Unfortunately for her, Harris’ arrangements with the Japanese called for the geisha to be spirited away whenever the “black ships” of the Americans were in port—and as these absences lengthened, Okichi consoled herself with sake. Consolation became alcoholic degradation, and Harris would have nothing more to do with her. No samurai, but still a carpenter. Tsuru-Matsu came back and married her; but love and liquor would not mix. When she was told that Townsend Harris had been buried “among the silent hills of Brooklyn.” Okichi lingered on a few years, then suffered a paralytic stroke; dragging herself painfully to the banks of the Inubusawa River, she committed suicide.

Nowadays Shimoda stages an annual “Carnival of the Black Ships” celebrating the U.S. opening of Japan to the West, and an actress assumes the honored role of Okichi. But, says Author Yamata, U.S. ambassadors do not stay to acknowledge that portion of the ceremony.

The Discreet Career Girl. O-Koi, second of the geishas, tailored her kimono-clad ambitions along career-woman lines. Her first lover was a stockbroker, her only husband a famed Kabuki actor who later deserted her. After two leading wrestlers (as prestigious in Japan as bullfighters in Spain) staged a public match for her favors, she came to the attention of the Prime Minister, Taro Katsura, and became his mistress. Throughout the Russo-Japanese War of 1904-05. O-Koi had a place in Katsura’s inmost councils without betraying a single confidence.

But the geisha had hitched her fortunes to a falling star. Though Japan won the war, the peace terms were unpopular, and the press reviled Katsura and his “concubine.” With rioters in the streets, O-Koi had the presence of mind to tack a FOR RENT sign on her house, and hid out in a back room. The lovers were reunited before Katsura’s death, and O-Koi later entered a Buddhist nunnery, where she died after the end of World War II.

The Plucky Poet. The story of Tsumakichi has the universal appeal of plain grit. During one night of horror in her 17th year, Tsumakichi woke to find a human head rolling past her on the teahouse veranda, saw a samurai sword flash twice toward her own body, leaving her armless. Her berserk adoptive father, the manager of the teahouse, had lopped off the heads of five of the six people sleeping under his roof that night. Primarily a dancer, she painfully mastered a new art. Holding a paintbrush between her teeth, she learned to paint ideograms and to draw designs on silk belts. Reading her own poetry, she won new fame throughout Japan. Tsumakichi, too, eventually entered a Buddhist nunnery, and is still alive, surrounded at 67 by the reverence that is accorded a Helen Keller.
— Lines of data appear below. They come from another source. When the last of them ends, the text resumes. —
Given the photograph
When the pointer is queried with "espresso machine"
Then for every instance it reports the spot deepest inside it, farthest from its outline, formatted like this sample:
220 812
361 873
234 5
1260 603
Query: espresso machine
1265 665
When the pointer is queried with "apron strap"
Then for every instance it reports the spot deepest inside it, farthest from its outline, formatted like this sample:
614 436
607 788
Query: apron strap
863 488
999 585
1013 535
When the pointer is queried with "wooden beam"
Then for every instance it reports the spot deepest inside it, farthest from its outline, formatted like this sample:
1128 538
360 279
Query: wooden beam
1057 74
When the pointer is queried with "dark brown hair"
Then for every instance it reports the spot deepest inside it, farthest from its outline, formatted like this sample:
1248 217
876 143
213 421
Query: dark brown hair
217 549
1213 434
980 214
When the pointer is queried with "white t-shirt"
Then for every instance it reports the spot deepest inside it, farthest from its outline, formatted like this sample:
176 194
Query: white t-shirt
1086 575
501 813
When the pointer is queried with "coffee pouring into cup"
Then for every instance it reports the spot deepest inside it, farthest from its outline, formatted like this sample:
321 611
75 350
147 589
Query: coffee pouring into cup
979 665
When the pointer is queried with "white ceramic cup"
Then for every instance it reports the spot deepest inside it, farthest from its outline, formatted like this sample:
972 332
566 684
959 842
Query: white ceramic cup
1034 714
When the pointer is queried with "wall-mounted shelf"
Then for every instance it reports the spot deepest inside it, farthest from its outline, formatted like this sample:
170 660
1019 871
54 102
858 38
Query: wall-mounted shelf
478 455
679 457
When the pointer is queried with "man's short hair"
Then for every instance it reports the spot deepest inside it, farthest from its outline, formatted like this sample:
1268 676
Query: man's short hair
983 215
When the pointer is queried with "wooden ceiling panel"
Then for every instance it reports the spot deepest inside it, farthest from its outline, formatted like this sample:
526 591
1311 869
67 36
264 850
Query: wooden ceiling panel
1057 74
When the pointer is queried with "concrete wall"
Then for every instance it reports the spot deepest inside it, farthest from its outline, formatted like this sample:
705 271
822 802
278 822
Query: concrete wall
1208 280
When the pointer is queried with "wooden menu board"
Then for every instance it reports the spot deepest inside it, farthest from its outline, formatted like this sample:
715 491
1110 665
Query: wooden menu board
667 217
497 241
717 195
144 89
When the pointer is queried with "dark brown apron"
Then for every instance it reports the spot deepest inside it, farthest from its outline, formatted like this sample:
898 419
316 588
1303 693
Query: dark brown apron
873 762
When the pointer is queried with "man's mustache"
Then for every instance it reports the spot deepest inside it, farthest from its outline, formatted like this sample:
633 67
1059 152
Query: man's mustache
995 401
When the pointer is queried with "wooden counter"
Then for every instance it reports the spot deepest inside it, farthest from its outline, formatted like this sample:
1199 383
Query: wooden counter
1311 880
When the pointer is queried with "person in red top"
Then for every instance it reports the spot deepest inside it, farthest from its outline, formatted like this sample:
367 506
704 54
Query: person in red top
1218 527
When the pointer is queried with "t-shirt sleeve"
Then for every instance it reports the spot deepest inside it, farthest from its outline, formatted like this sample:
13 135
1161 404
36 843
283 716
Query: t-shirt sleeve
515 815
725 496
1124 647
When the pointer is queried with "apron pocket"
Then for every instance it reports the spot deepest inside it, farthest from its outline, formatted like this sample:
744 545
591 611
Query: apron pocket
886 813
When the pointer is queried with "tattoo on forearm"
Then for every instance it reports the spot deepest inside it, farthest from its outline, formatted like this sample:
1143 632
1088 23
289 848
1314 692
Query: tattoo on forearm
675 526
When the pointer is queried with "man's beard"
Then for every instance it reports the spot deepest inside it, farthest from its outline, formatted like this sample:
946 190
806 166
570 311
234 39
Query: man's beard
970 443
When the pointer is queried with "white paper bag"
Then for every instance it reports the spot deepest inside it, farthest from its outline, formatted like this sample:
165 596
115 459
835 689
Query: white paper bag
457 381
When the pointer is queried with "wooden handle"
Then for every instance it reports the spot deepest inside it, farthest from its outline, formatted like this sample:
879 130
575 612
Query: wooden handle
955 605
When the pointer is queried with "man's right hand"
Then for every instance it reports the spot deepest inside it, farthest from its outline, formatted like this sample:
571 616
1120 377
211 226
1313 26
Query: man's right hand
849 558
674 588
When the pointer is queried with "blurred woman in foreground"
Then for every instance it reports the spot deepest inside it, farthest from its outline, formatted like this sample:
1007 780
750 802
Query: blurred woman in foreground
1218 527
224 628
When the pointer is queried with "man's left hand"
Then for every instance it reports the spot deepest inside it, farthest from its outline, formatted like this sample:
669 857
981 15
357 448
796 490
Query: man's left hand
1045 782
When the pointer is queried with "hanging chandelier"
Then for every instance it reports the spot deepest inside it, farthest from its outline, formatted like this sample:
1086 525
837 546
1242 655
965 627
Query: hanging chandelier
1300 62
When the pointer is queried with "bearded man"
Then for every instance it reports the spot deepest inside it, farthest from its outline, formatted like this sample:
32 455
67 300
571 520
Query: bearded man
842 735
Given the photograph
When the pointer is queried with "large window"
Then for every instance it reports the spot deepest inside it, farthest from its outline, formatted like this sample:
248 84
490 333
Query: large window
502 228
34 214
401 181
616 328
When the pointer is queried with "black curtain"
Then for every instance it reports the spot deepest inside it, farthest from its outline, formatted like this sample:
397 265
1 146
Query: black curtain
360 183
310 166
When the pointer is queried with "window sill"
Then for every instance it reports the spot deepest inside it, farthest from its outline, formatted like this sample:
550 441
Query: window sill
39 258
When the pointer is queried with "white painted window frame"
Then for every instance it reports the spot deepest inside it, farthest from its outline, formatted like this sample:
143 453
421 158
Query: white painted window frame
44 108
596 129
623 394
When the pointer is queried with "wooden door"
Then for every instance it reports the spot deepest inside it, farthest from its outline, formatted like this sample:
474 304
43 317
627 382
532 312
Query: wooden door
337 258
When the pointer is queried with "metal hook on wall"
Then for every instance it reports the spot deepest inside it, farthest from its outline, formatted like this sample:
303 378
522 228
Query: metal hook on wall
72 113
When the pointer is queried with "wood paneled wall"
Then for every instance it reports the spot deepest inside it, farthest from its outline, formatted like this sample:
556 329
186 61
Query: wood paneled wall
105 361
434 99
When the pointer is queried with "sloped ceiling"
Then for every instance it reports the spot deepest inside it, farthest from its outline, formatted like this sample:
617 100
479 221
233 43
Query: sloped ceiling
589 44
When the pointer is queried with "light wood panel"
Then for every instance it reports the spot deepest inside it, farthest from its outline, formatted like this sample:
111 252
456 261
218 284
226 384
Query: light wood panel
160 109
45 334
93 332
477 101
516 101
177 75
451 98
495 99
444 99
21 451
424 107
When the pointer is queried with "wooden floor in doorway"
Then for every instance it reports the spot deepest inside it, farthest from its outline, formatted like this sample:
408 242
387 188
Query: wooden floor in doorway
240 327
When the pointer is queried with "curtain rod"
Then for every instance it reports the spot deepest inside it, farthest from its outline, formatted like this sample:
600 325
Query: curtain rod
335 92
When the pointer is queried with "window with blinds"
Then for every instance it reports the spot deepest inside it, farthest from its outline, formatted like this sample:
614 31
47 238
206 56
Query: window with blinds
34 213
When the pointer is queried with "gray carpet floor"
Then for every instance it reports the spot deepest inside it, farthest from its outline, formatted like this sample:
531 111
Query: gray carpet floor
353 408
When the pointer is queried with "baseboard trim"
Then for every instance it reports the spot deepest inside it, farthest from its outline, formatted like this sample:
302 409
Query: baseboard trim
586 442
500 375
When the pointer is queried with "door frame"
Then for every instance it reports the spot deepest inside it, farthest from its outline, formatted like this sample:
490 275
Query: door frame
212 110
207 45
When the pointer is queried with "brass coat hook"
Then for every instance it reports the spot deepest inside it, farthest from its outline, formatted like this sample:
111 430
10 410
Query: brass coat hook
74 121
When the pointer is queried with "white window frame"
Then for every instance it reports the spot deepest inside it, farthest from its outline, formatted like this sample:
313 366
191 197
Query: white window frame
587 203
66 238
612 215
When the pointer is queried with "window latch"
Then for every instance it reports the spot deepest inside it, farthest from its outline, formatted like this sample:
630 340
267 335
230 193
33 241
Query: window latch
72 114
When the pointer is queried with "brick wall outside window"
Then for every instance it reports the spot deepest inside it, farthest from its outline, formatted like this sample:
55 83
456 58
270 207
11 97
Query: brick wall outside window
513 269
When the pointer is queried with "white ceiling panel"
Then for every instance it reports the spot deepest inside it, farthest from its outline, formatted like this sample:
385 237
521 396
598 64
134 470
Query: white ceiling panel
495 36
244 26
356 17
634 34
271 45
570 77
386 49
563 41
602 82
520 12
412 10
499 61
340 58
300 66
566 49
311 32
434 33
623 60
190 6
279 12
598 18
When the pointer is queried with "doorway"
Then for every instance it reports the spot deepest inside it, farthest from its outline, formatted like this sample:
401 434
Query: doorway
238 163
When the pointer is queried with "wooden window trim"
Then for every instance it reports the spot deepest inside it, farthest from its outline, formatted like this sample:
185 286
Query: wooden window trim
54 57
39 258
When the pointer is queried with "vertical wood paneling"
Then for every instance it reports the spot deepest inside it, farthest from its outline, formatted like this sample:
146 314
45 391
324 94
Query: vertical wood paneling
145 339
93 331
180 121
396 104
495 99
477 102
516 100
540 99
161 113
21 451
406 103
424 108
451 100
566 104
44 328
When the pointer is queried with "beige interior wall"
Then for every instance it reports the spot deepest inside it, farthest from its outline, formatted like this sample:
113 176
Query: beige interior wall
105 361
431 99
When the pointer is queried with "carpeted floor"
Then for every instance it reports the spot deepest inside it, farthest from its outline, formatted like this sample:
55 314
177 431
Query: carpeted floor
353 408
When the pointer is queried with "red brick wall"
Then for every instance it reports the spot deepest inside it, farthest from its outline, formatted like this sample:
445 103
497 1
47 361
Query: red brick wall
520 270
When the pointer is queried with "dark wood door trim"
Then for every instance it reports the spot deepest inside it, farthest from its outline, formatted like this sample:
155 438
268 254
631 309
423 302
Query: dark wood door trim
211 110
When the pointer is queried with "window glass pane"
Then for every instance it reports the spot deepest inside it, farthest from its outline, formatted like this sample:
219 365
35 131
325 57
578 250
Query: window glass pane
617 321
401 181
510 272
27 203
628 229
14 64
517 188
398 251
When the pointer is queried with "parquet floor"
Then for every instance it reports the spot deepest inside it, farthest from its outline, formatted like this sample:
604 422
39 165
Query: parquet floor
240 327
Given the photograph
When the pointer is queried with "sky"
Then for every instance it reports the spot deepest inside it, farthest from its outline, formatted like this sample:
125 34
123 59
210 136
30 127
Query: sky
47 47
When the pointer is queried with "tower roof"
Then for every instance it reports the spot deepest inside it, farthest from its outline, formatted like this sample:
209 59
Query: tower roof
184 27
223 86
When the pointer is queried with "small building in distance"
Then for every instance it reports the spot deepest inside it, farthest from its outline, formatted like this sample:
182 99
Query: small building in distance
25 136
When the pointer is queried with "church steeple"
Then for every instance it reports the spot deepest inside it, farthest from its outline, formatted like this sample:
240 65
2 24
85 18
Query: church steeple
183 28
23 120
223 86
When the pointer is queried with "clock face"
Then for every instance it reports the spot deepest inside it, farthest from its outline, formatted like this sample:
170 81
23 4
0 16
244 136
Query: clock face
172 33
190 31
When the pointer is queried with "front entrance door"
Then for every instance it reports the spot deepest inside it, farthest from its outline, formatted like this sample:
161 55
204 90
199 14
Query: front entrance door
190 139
The geisha may be disappearing with the swift-changing status of the Japanese woman. But whether she prove phoenix or fossil, the geisha has found a compassionate historian in Author Yamata, a writer who knows how to highlight her heroines against the backdrop of theatrical restaurants and teahouses through whose sliding bamboo panels these sad gay ladies of Japan move to their discreet, historic and bittersweet rendezvous.